Abstract: Drug developers are constantly seeking strategies to improve clinical relevance of drug discovery workflows. Genetic screens, in which large numbers of perturbations are made to the genomes of biologically relevant preclinical models, are a powerful strategy to accelerate early discovery. Arrayed genetic screening, as opposed to a pooled approach, offers better coverage of the genome by examining the effects of individual edits, enabling complex assay configurations and multi-parametric high throughput readouts for richer data. Unfortunately, arrayed screens are difficult to perform with translatable cell models, as they are prohibitively expensive and require large cellular inputs which necessitates pooling samples from multiple donors, thereby masking human diversity.

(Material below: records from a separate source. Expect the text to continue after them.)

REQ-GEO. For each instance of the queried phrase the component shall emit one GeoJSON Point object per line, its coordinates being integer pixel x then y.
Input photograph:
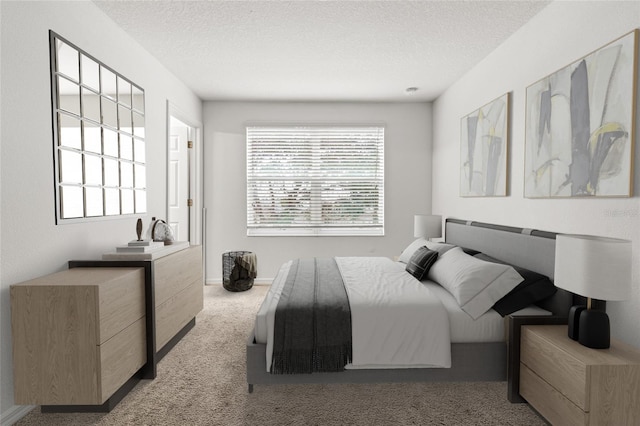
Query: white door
{"type": "Point", "coordinates": [178, 188]}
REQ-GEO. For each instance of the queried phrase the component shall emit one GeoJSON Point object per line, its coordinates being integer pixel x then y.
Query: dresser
{"type": "Point", "coordinates": [570, 384]}
{"type": "Point", "coordinates": [78, 335]}
{"type": "Point", "coordinates": [83, 338]}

To address these issues and facilitate genome-wide arrayed CRISPR screening in precious patient derived cells, we have developed an automated microfluidic platform that miniaturizes non-viral transfection at scale. This innovative platform builds upon existing electroporation technologies by utilizing specific droplet geometries that enable gentle but efficient delivery of various payloads to cells. Our microliter-sized droplets drastically reduce the number of cells required per edit, from millions to a few thousand while maintaining high efficiency and high viability in primary cells. We have proven delivery across a wide range of payloads, including mRNA, RNP, DNA and beyond, achieving delivery efficiencies on par to existing delivery platforms, with no impact on cell viability or function. Our platform is cell type agnostic, achieving efficient editing in primary immune cell subsets, stem cells and even 3D structure such as organoids.
Herein, we present our custom 48-plex editing cartridge and associated workflow for integration with automation work cells. We will share the protocols developed to make our SBS-format consumable compatible with existing acoustic liquid handling technologies, enabling deposition of 48 independent guide RNAs across the cartridge. Next, we will present our integration efforts which have made our platform fully compatible with standard liquid handlers and robotic grippers, allowing for on-deck operation of our microfluidics system with robotic loading and offloading of reagents thereby facilitating the execution of thousands of edits per day without human intervention. Lastly, we will present the user-friendly interface which allows the user to program parameters for each independent electroporation site and monitor experimental success through our custom feedback system.
By driving rapid low cost, high throughput discovery at the single patient resolution, this platform will reduce the attrition of drug candidates during clinical trials and ensure that better therapies are developed for each and everyone of us.